Bad Management Practice #1: The Silent Treatment
It seems that almost every day, I hear another story about how an individual never hears much from their manager. For some, this means that the manager literally doesn’t talk them . . . at all. Sadly, this isn’t as rare as it should be. In most cases, it’s that the manager doesn’t talk to the employee about anything that really matters. No information about what’s going on. No information about decisions being made. And absolutely no feedback about what’s expected of them or how they are doing towards meeting those expectations.
There are probably a lot of reasons that this happens. We promote the wrong people into management. Tenure in a job is not a qualification to manage people. We also do a very poor job of training our managers to manage. Learning to communicate with others doesn’t happen from listening to a trainer for 60 minutes or reading a book. Those things might give us some tools, but you have to practice. Actually doing it and learning from the experience is the only great way to learn these skills.
The silent treatment is not cool and it’s not okay. If you are a manager, you need to sit down with your people regularly (at least once every 2 weeks). If you are not a manager, but you have one and he/she sucks at communicating, you should demand a regular meeting.

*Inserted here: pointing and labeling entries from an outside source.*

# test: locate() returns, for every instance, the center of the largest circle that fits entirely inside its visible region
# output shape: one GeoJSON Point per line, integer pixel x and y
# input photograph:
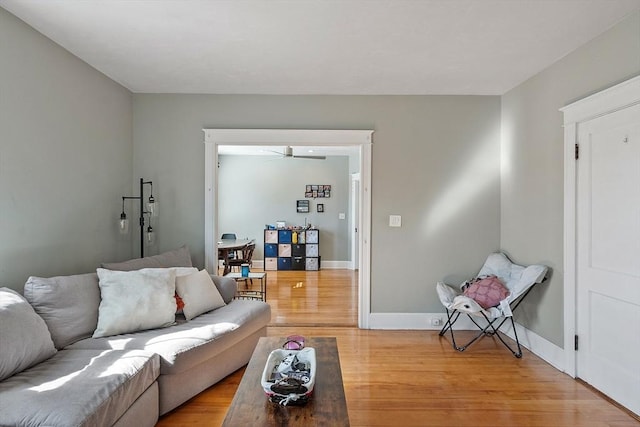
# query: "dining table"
{"type": "Point", "coordinates": [229, 246]}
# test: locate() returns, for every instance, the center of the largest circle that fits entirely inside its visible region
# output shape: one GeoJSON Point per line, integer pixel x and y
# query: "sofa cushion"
{"type": "Point", "coordinates": [187, 344]}
{"type": "Point", "coordinates": [135, 300]}
{"type": "Point", "coordinates": [68, 305]}
{"type": "Point", "coordinates": [77, 388]}
{"type": "Point", "coordinates": [226, 286]}
{"type": "Point", "coordinates": [24, 337]}
{"type": "Point", "coordinates": [199, 294]}
{"type": "Point", "coordinates": [177, 258]}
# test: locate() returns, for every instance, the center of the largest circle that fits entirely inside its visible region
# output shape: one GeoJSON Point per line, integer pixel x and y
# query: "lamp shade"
{"type": "Point", "coordinates": [123, 224]}
{"type": "Point", "coordinates": [152, 206]}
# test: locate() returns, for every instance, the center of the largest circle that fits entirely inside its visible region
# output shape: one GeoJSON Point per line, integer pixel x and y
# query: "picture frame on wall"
{"type": "Point", "coordinates": [302, 206]}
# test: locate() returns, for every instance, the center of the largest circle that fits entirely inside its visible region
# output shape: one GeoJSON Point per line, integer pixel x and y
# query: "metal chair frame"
{"type": "Point", "coordinates": [453, 315]}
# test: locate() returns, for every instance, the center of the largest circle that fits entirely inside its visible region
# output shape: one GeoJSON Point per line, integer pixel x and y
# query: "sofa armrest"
{"type": "Point", "coordinates": [226, 286]}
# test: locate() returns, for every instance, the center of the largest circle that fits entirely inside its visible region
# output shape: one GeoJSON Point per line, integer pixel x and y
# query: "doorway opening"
{"type": "Point", "coordinates": [360, 139]}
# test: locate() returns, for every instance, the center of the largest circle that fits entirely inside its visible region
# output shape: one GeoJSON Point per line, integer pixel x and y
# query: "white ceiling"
{"type": "Point", "coordinates": [483, 47]}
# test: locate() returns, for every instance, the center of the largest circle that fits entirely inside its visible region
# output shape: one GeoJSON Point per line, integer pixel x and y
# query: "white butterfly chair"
{"type": "Point", "coordinates": [517, 279]}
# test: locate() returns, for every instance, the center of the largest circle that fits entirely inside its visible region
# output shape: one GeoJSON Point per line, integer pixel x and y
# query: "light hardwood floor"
{"type": "Point", "coordinates": [412, 378]}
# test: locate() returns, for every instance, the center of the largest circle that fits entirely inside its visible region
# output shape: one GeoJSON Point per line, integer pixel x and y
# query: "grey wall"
{"type": "Point", "coordinates": [65, 159]}
{"type": "Point", "coordinates": [532, 160]}
{"type": "Point", "coordinates": [258, 190]}
{"type": "Point", "coordinates": [435, 162]}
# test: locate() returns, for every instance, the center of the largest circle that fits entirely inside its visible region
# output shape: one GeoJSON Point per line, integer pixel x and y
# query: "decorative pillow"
{"type": "Point", "coordinates": [24, 337]}
{"type": "Point", "coordinates": [487, 291]}
{"type": "Point", "coordinates": [68, 305]}
{"type": "Point", "coordinates": [135, 300]}
{"type": "Point", "coordinates": [176, 258]}
{"type": "Point", "coordinates": [199, 294]}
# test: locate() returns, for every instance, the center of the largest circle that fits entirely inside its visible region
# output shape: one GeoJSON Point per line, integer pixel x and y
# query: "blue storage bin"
{"type": "Point", "coordinates": [284, 263]}
{"type": "Point", "coordinates": [271, 250]}
{"type": "Point", "coordinates": [284, 236]}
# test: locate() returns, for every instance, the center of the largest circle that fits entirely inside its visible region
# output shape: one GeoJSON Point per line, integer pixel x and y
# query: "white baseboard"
{"type": "Point", "coordinates": [327, 265]}
{"type": "Point", "coordinates": [539, 346]}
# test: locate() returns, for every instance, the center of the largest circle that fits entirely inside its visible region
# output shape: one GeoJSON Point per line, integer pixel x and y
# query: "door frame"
{"type": "Point", "coordinates": [354, 194]}
{"type": "Point", "coordinates": [293, 137]}
{"type": "Point", "coordinates": [620, 96]}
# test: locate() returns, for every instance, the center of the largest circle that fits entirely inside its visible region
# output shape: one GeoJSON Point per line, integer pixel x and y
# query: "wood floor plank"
{"type": "Point", "coordinates": [413, 378]}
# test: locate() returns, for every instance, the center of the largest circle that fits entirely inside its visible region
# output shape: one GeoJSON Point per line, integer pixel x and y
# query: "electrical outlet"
{"type": "Point", "coordinates": [395, 221]}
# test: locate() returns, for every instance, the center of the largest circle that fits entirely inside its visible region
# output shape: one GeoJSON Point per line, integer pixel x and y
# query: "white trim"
{"type": "Point", "coordinates": [607, 101]}
{"type": "Point", "coordinates": [539, 346]}
{"type": "Point", "coordinates": [294, 137]}
{"type": "Point", "coordinates": [617, 97]}
{"type": "Point", "coordinates": [324, 265]}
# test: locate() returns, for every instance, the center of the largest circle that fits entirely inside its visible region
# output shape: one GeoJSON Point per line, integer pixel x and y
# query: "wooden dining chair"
{"type": "Point", "coordinates": [246, 255]}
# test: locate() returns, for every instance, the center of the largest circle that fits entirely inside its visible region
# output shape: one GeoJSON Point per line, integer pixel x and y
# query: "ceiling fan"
{"type": "Point", "coordinates": [288, 152]}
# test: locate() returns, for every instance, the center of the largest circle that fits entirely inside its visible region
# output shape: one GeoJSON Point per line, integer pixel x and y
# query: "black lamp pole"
{"type": "Point", "coordinates": [142, 211]}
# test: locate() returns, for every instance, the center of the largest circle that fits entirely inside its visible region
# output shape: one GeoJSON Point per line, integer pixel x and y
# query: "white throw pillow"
{"type": "Point", "coordinates": [135, 300]}
{"type": "Point", "coordinates": [24, 337]}
{"type": "Point", "coordinates": [199, 294]}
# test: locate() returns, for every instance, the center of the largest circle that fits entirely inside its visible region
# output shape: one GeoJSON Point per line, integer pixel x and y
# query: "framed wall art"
{"type": "Point", "coordinates": [302, 206]}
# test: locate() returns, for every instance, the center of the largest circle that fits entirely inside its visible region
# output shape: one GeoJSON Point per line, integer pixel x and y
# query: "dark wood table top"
{"type": "Point", "coordinates": [327, 406]}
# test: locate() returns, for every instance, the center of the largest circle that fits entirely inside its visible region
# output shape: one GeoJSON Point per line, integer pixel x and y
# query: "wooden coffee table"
{"type": "Point", "coordinates": [327, 406]}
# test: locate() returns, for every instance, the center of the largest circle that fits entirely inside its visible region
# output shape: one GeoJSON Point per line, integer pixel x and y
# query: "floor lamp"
{"type": "Point", "coordinates": [149, 208]}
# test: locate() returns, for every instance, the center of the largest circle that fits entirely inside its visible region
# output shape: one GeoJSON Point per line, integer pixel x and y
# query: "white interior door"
{"type": "Point", "coordinates": [608, 255]}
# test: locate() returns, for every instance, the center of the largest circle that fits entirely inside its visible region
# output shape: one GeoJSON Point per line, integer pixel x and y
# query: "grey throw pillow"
{"type": "Point", "coordinates": [24, 337]}
{"type": "Point", "coordinates": [68, 305]}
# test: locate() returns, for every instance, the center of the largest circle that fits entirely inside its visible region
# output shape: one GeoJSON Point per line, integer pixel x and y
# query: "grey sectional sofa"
{"type": "Point", "coordinates": [55, 371]}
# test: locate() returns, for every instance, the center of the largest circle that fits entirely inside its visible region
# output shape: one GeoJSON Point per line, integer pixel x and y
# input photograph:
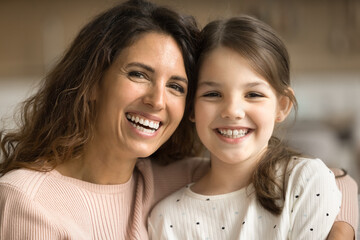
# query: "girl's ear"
{"type": "Point", "coordinates": [285, 106]}
{"type": "Point", "coordinates": [192, 117]}
{"type": "Point", "coordinates": [94, 93]}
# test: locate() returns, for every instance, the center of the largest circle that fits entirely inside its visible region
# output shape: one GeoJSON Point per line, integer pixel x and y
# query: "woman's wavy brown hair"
{"type": "Point", "coordinates": [58, 120]}
{"type": "Point", "coordinates": [266, 53]}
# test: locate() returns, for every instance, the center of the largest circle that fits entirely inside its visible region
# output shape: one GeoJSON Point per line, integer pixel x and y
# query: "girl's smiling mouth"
{"type": "Point", "coordinates": [232, 133]}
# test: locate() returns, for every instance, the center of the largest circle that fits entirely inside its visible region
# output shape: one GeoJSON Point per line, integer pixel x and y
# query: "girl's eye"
{"type": "Point", "coordinates": [254, 95]}
{"type": "Point", "coordinates": [212, 94]}
{"type": "Point", "coordinates": [177, 87]}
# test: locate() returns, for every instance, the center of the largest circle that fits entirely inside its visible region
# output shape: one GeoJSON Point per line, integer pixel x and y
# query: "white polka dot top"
{"type": "Point", "coordinates": [311, 205]}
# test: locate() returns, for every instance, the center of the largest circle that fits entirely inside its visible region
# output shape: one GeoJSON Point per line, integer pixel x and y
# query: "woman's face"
{"type": "Point", "coordinates": [141, 99]}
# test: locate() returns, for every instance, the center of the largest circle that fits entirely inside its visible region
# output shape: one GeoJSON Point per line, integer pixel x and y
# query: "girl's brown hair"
{"type": "Point", "coordinates": [58, 120]}
{"type": "Point", "coordinates": [266, 53]}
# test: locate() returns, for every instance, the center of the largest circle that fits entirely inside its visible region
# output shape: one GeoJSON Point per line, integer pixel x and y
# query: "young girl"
{"type": "Point", "coordinates": [257, 188]}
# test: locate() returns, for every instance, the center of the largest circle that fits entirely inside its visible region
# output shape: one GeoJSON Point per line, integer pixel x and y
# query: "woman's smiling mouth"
{"type": "Point", "coordinates": [143, 124]}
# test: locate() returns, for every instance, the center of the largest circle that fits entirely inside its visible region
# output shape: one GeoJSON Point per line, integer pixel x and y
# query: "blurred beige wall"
{"type": "Point", "coordinates": [321, 35]}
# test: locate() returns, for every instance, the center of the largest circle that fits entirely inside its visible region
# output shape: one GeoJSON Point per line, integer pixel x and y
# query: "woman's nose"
{"type": "Point", "coordinates": [155, 96]}
{"type": "Point", "coordinates": [233, 109]}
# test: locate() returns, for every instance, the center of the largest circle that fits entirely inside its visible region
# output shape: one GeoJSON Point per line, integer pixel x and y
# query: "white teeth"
{"type": "Point", "coordinates": [145, 122]}
{"type": "Point", "coordinates": [233, 133]}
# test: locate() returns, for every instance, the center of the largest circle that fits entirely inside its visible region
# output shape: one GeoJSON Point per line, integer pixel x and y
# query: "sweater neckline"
{"type": "Point", "coordinates": [96, 188]}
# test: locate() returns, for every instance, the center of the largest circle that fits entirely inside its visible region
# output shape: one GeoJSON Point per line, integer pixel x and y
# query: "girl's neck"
{"type": "Point", "coordinates": [224, 178]}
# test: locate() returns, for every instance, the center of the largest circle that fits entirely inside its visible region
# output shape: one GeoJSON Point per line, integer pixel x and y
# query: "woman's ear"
{"type": "Point", "coordinates": [192, 117]}
{"type": "Point", "coordinates": [94, 93]}
{"type": "Point", "coordinates": [284, 107]}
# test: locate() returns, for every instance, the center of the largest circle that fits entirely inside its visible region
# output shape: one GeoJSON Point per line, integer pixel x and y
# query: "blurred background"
{"type": "Point", "coordinates": [322, 37]}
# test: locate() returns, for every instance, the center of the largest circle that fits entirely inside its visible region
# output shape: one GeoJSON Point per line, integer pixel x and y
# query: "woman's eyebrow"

The meeting should have an agenda with at least these four agenda items:
- Stuff the manager knows that the individual should probably know about (Call it Team Updates)
- Stuff the individual knows that the manager should probably know about (Call it Progress Updates)
- Feedback on how the individual is performing relative to the manager’s expectations.
- Q&A (Space in the discussion to bring up whatever is most important.)